Transmarcations s’intéressait à la complexité qui naît de la rencontre entre la cartographie et les corps en transition. Par corps en transition nous entendions des corps migrants tout comme des corps qui se lancent dans un processus interne de changement, comme les transitions de genre. En observant de près les situations dans lesquelles les corps se trouvent, Transmarcations interrogeait la (non-)pertinence des standards et la présence intrinsèque de codes culturels. Quels outils sont utilisés ? Quels langages, paramètres, conventions ?

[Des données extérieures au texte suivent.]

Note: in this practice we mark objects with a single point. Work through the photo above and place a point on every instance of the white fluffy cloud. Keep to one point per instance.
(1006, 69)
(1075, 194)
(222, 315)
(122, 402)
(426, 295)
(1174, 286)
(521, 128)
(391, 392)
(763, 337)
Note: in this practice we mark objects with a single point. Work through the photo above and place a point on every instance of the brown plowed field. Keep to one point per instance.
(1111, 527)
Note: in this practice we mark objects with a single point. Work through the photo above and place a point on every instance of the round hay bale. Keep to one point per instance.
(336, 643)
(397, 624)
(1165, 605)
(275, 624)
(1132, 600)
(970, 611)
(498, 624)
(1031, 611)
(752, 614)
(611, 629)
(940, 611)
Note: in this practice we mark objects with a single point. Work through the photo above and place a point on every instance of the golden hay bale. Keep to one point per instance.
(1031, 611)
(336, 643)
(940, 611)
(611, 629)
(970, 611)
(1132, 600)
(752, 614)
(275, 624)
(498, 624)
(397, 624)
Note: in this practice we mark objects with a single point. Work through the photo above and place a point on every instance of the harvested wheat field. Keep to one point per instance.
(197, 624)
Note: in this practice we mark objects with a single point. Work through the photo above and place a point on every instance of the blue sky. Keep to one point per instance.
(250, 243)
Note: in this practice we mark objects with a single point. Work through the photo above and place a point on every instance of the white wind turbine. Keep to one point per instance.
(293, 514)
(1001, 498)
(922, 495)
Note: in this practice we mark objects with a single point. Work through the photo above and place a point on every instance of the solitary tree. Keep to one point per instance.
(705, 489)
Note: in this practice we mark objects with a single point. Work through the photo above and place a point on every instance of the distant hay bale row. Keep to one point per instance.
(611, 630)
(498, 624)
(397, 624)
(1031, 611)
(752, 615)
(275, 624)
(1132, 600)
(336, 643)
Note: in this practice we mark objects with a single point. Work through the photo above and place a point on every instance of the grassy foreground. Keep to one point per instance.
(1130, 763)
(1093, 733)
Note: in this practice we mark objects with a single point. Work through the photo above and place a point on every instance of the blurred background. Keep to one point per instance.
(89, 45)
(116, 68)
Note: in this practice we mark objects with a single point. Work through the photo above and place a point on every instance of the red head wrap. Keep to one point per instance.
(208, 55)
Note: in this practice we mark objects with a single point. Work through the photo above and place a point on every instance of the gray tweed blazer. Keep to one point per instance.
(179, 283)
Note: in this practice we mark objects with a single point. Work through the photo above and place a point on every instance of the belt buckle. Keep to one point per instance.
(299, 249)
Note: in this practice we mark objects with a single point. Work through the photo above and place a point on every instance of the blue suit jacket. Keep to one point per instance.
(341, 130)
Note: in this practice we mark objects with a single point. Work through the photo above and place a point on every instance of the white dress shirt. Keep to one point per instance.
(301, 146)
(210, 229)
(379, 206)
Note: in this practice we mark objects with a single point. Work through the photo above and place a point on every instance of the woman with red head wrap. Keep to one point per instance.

Le contexte socio-politique actuel nous rappellait que les mappages et les visualisations de données jouent un rôle important dans le contrôle des personnes et des déplacements. Les analyses de données font ressortir les exceptions comme des éléments suspects. Des formulaires standards médicaux, de migration et autres rendent souvent impossible la représentation nuancée. Les demandeurs d’asile semblent mieux se conformer à des profils stéréotypés pour obtenir le statut de réfugiés. En outre, le contrôle étroit du trafic de données par des services de sécurité (inter)nationaux, couplés à l’extrême portée du contrôle exercé par les géants de l’Internet sur les profils de leurs clients, laisse peu d’espace à des corrélations transversales pouvant élargir l’identification au-delà des notions délimitées de « eux » et de « nous ».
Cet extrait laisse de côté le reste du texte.